In the subsequent investigation of the Honda Point Disaster the Board of Investigation commended Lt. Cmdr. Calhoun for his "coolness, intelligence, and seamanlike ability" that was directly responsible for the "greatly reduced loss of life." The Board also cited Boatswain's Mate Peterson for his "extraordinary heroism" in swimming through the turbulent seas with a line to Chauncey; Lt. Herzinger drew praise for his "especially meritorious conduct" in helping to save the majority of the ship's crew.

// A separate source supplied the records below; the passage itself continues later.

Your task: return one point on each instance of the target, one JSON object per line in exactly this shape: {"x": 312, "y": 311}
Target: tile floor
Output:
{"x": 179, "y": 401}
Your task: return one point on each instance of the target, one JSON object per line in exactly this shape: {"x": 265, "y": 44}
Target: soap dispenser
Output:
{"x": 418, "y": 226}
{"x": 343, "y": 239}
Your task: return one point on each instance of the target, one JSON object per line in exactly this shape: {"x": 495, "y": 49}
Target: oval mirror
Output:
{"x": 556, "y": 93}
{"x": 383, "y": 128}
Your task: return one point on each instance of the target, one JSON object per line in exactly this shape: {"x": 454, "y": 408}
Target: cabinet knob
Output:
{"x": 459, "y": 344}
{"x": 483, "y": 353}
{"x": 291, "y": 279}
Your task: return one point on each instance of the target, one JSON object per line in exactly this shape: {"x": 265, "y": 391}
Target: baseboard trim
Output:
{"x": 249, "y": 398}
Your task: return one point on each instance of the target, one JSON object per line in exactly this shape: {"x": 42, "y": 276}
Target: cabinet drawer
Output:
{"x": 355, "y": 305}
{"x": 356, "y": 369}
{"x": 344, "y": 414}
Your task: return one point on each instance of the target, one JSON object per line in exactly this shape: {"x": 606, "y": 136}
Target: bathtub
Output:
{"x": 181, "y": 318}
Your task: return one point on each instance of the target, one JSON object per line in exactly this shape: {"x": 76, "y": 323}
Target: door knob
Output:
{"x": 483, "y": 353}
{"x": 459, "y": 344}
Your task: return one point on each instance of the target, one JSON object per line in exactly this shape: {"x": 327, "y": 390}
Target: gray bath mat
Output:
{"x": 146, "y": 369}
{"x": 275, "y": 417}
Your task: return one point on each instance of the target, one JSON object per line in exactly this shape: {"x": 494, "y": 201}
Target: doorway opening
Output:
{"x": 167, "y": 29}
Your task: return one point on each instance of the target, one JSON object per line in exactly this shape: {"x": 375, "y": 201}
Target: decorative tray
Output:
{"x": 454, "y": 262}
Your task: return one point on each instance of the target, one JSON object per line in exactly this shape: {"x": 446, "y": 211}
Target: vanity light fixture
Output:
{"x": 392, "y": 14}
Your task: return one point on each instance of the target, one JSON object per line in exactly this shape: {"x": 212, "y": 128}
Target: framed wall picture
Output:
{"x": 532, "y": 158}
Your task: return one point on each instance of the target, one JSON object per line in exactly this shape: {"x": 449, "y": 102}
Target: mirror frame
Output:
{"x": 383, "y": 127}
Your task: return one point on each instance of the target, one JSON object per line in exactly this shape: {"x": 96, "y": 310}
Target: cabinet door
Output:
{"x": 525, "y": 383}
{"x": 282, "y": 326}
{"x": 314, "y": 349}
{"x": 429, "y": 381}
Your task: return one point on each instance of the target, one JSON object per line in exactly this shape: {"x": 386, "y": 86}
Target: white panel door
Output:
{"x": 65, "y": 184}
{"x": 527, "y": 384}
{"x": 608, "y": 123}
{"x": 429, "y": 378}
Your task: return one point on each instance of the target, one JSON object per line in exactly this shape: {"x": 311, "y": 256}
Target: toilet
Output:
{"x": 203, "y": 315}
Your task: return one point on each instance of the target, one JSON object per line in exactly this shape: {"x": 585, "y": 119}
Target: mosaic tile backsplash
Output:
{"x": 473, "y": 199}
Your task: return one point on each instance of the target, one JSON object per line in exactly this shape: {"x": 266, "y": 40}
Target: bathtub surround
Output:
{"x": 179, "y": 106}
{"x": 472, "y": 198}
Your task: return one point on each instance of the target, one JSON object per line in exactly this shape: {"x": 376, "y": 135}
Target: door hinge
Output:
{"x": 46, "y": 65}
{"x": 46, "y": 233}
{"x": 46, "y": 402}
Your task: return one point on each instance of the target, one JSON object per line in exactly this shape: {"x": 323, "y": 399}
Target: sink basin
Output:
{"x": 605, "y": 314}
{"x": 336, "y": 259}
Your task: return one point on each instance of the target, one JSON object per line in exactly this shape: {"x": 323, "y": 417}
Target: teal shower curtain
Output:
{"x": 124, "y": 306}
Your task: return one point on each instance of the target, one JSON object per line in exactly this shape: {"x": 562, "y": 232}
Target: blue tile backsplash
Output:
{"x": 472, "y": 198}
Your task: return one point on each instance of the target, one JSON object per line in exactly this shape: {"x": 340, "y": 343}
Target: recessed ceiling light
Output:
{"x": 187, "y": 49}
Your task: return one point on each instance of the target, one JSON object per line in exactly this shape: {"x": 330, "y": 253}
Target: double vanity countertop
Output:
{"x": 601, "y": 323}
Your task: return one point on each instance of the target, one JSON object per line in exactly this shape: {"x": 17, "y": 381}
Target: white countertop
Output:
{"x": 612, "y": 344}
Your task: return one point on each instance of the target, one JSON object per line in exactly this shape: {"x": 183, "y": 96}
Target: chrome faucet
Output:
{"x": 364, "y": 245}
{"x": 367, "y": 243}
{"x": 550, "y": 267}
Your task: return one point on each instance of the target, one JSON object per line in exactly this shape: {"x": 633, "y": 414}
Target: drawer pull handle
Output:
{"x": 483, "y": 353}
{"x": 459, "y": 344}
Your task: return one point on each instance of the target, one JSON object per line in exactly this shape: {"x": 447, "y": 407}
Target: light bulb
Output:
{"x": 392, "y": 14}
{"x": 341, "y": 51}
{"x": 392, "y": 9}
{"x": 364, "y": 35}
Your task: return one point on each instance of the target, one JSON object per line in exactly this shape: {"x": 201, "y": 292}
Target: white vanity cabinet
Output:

Rear Admiral S. E. W. Kittelle, Commander, Destroyer Squadrons, subsequently cited Lt. Cmdr. Calhoun's display of leadership and personality that saved "three-quarters of the crew of the Young" and Lt. Herzinger for his "coolness and great assistance in the face of grave danger." Also commended by the admiral was Fireman First Class J. T. Scott, who attempted to close off the master oil valve to prevent a boiler explosion, volunteering to go below to the fireroom and go below the floor plates. The water, rapidly rising through the gashes in the ship's hull, however, prevented Scott from completing the task. He survived.

Twenty men were lost in Young, the highest death toll of any of the ships lost in the disaster at Point Honda.

Decommissioned on 26 October 1923, Young was stricken from the Navy list on 20 November 1923 and ordered sold as a hulk.